Prerequisites¶

Note

onETL's Hive connection is actually SparkSession with access to Hive Thrift Metastore and HDFS/S3. All data motion is made using Spark. Hive Metastore is used only to store tables and partitions metadata.

This connector does NOT require Hive server. It also does NOT use Hive JDBC connector.

Version Compatibility¶

Hive Metastore version:
- Officially declared: 0.12 - 3.1.3 (may require to add proper .jar file explicitly)
- Actually tested: 1.2.100, 2.3.10, 3.1.3
Spark versions: 3.2.x - 4.1.x
Java versions: 8 - 22

See official documentation.

Installing PySpark¶

To use Hive connector you should have PySpark installed (or injected to sys.path) BEFORE creating the connector instance.

See installation instruction for more details.

Connecting to Hive Metastore¶

Note

If you're using managed Hadoop cluster, skip this step, as all Spark configs are should already present on the host.

Create $SPARK_CONF_DIR/hive-site.xml with Hive Metastore URL:

<?xml version="1.0"?>
<?xml-stylesheet type="text/xsl" href="configuration.xsl"?>
<configuration>
    <property>
        <name>hive.metastore.uris</name>
        <value>thrift://metastore.host.name:9083</value>
    </property>
</configuration>

Create $SPARK_CONF_DIR/core-site.xml with warehouse location ,e.g.
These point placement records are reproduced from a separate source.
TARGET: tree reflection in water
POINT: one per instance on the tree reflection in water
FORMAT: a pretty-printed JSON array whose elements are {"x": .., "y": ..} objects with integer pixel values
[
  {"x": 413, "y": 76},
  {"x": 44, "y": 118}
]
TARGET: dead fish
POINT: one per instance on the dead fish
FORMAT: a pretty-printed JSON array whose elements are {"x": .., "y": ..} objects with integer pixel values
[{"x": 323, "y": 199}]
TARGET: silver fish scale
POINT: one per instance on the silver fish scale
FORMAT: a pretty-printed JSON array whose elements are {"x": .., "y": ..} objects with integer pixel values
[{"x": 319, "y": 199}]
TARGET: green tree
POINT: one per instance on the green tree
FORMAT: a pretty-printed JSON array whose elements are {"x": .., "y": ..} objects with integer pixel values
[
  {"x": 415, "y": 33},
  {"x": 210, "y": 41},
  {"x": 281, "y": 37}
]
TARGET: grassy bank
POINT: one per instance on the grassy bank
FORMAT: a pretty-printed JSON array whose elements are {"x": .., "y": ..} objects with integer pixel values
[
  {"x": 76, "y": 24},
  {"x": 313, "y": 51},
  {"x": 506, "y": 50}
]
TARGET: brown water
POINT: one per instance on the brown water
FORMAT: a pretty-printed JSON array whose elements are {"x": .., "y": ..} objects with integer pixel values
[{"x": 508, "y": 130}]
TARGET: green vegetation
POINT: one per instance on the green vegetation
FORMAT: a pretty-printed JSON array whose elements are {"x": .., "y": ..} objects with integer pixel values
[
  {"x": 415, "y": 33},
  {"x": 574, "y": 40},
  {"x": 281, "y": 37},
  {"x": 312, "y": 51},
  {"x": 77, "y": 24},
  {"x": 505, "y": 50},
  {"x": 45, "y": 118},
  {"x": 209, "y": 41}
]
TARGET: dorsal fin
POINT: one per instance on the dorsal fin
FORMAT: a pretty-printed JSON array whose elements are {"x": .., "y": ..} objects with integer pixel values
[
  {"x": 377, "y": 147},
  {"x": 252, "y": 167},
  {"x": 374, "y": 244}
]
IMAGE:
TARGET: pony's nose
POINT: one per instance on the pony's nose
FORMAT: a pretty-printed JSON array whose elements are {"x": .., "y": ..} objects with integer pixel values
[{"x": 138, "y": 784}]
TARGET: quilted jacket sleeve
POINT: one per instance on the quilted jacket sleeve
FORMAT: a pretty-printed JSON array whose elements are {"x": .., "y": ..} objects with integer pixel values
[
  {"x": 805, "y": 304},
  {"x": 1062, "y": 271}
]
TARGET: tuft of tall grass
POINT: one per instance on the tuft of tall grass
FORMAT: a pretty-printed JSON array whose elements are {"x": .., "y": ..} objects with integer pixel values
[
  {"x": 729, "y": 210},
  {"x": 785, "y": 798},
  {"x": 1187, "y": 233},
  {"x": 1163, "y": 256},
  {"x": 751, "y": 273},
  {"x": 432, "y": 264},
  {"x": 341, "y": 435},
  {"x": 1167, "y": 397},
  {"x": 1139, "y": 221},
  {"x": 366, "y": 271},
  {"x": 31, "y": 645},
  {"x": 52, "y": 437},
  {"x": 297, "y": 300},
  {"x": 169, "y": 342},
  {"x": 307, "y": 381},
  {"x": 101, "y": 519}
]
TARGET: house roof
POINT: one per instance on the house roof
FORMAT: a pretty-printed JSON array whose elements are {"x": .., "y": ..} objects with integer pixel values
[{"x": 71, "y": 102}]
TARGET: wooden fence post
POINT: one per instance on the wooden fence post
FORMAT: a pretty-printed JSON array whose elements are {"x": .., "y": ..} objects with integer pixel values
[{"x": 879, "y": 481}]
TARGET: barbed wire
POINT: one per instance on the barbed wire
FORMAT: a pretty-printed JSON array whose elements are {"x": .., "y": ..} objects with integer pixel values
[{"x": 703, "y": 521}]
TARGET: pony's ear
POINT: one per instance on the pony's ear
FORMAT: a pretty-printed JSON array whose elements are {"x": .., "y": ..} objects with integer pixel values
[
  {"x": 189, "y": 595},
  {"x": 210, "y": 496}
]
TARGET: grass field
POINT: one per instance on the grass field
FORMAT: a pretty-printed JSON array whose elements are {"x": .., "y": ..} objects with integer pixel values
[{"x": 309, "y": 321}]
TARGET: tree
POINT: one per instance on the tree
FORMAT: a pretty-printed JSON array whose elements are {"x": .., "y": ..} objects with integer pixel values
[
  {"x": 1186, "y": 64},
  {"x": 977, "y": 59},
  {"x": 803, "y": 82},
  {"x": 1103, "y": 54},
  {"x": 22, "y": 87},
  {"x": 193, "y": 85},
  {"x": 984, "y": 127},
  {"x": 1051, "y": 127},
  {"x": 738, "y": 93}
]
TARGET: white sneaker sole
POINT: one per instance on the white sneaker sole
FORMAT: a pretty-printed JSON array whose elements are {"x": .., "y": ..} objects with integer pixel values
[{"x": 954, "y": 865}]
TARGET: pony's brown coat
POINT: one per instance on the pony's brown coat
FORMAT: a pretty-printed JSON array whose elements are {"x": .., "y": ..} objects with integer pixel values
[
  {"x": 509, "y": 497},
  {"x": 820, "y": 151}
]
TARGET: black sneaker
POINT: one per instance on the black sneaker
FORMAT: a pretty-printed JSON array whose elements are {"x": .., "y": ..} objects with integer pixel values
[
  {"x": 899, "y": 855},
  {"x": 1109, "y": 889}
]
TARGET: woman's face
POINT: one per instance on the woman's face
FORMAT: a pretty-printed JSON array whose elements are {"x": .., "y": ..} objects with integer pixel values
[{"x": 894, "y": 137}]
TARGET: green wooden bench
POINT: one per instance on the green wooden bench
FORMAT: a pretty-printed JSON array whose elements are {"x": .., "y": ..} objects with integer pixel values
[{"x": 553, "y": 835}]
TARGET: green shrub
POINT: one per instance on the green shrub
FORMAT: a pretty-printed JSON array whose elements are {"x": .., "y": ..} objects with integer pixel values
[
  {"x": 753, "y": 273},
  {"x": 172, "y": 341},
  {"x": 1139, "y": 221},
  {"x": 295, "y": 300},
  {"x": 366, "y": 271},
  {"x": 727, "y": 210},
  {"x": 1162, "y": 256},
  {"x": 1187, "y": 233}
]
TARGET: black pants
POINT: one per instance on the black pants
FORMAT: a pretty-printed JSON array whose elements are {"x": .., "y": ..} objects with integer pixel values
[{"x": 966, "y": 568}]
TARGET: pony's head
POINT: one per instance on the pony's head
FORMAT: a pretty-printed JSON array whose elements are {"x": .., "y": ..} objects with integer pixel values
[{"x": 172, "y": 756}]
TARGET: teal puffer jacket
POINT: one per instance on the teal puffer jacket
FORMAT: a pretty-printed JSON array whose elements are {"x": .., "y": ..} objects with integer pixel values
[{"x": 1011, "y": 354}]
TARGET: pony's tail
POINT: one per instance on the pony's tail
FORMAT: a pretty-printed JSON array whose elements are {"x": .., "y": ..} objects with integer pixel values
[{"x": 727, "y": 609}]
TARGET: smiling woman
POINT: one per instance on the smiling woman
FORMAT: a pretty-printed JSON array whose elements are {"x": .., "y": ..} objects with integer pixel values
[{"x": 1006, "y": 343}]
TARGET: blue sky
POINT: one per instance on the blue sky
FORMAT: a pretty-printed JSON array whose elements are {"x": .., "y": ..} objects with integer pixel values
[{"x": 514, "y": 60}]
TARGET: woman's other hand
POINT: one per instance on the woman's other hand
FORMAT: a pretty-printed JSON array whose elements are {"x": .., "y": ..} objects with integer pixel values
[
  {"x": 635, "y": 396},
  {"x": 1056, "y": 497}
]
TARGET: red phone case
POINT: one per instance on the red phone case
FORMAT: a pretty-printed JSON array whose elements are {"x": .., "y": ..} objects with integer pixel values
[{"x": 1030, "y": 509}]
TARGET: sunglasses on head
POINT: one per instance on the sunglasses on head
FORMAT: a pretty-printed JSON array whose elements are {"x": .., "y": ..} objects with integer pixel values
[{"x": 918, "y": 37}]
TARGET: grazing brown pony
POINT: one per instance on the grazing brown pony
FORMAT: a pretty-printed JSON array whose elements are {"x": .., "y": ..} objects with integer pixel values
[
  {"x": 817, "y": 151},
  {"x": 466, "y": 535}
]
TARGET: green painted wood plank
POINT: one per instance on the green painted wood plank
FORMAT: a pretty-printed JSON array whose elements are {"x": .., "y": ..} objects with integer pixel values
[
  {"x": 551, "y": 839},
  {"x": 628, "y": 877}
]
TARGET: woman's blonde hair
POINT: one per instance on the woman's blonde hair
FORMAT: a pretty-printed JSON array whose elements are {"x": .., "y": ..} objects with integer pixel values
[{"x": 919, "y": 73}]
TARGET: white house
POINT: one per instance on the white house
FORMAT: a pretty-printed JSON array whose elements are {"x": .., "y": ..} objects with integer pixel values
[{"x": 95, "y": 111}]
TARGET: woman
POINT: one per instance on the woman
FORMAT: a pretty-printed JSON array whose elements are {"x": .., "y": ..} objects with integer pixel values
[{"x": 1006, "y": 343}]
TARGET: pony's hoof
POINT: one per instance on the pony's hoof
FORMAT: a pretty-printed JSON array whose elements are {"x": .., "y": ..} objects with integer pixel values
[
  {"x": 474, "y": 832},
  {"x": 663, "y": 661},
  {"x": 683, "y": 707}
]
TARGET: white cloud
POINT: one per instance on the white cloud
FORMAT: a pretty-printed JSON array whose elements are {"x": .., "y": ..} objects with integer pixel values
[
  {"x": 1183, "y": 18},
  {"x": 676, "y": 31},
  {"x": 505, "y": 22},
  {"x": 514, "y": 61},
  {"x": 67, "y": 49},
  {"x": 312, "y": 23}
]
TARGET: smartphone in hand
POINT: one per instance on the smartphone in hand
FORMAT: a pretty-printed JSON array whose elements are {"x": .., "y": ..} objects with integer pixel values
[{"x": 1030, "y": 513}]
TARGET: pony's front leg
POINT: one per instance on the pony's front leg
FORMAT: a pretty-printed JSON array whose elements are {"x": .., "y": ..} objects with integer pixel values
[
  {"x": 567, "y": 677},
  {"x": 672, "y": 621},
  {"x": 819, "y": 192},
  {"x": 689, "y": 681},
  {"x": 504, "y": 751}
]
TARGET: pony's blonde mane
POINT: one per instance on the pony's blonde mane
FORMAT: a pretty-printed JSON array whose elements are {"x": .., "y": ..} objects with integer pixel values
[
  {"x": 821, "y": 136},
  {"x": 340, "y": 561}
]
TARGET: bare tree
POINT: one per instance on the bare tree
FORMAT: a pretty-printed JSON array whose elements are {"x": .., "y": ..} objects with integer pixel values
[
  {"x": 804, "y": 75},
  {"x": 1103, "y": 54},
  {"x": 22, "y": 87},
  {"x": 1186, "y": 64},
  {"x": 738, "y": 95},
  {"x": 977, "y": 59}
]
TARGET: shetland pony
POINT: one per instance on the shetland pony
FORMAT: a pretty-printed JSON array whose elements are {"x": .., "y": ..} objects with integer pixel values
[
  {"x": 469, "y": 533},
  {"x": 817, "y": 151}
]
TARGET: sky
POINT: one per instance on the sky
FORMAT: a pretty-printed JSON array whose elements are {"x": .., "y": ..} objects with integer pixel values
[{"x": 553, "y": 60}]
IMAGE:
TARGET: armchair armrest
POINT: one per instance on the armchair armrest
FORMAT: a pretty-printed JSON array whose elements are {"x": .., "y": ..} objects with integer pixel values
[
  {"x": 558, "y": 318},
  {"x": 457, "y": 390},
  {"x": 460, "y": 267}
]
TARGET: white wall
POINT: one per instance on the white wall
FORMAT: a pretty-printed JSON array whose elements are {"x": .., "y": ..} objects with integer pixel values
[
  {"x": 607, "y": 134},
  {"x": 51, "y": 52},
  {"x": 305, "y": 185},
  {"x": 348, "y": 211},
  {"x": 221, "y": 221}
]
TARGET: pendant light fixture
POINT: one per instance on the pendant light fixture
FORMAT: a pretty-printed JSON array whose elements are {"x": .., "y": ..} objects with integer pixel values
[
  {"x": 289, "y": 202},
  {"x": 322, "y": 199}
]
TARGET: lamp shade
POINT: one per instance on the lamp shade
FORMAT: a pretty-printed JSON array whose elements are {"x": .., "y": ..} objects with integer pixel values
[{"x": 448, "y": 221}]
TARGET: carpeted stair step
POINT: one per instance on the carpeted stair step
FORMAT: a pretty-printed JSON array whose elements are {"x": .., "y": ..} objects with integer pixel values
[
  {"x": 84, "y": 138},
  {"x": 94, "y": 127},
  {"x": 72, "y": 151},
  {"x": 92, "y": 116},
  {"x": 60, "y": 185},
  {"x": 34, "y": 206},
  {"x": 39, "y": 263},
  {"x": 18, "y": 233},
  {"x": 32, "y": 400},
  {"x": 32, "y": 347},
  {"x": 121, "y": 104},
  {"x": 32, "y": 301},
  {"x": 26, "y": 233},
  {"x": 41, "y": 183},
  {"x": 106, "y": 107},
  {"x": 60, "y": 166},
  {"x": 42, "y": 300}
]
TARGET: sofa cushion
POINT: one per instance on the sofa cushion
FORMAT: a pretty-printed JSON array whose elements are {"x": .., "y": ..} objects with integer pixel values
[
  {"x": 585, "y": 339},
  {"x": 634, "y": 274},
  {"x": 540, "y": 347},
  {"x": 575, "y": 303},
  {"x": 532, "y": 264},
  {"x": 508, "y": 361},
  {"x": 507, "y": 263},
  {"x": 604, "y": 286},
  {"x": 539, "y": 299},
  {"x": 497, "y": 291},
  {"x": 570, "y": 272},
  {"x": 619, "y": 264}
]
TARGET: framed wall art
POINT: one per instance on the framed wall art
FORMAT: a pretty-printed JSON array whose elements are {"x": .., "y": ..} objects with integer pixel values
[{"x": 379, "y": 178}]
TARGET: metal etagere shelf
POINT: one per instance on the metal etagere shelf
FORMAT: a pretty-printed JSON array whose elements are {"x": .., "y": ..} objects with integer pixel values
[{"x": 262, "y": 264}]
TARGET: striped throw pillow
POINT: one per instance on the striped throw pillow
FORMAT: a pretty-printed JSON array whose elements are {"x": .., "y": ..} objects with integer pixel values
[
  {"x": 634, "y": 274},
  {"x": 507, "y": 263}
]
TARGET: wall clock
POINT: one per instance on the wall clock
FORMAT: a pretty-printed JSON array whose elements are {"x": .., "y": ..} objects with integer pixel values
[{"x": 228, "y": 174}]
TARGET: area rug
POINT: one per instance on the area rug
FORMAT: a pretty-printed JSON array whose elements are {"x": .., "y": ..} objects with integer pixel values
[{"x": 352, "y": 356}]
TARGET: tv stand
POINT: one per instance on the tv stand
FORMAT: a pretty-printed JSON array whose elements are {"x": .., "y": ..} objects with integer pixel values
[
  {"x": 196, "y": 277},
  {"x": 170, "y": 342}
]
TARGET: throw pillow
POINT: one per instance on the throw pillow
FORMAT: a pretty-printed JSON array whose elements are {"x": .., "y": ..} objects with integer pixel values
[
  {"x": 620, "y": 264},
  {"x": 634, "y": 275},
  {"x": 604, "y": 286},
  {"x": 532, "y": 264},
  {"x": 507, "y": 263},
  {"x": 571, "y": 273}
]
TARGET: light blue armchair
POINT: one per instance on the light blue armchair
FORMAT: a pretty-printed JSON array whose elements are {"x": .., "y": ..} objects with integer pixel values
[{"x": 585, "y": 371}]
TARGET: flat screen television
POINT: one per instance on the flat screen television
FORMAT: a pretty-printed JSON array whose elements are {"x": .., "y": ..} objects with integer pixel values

HDFS IPC port of Hadoop namenode, or S3 bucket address & credentials:

HDFSS3

<?xml version="1.0" encoding="UTF-8"?>
<?xml-stylesheet type="text/xsl" href="configuration.xsl"?>
<configuration>
    <property>
        <name>fs.defaultFS</name>
        <value>hdfs://myhadoopcluster:9820</value>
    </property>
</configuration>

<?xml version="1.0" encoding="UTF-8"?>
<?xml-stylesheet type="text/xsl" href="configuration.xsl"?>
<configuration>
    <!-- See https://hadoop.apache.org/docs/current/hadoop-aws/tools/hadoop-aws/index.html#General_S3A_Client_configuration
    <property>
        <name>fs.defaultFS</name>
        <value>s3a://mys3bucket/</value>
    </property>
    <property>
        <name>fs.s3a.bucket.mybucket.endpoint</name>
        <value>http://s3.somain</value>
    </property>
    <property>
        <name>fs.s3a.bucket.mybucket.connection.ssl.enabled</name>
        <value>false</value>
    </property>
    <property>
        <name>fs.s3a.bucket.mybucket.path.style.access</name>
        <value>true</value>
    </property>
    <property>
        <name>fs.s3a.bucket.mybucket.aws.credentials.provider</name>
        <value>org.apache.hadoop.fs.s3a.SimpleAWSCredentialsProvider</value>
    </property>
    <property>
        <name>fs.s3a.bucket.mybucket.access.key</name>
        <value>some-user</value>
    </property>
    <property>
        <name>fs.s3a.bucket.mybucket.secret.key</name>
        <value>mysecrettoken</value>
    </property>
</configuration>

Using Kerberos¶

Some of Hadoop managed clusters use Kerberos authentication. In this case, you should call kinit command BEFORE starting Spark session to generate Kerberos ticket. See Kerberos installation.

Sometimes it is also required to pass keytab file to Spark config, allowing Spark executors to generate own Kerberos tickets:

SparkSession.builder
    .option("spark.kerberos.access.hadoopFileSystems", "hdfs://namenode1.domain.com:9820,hdfs://namenode2.domain.com:9820")
    .option("spark.kerberos.principal", "user")
    .option("spark.kerberos.keytab", "/path/to/keytab")
    .gerOrCreate()

See Spark security documentation for more details.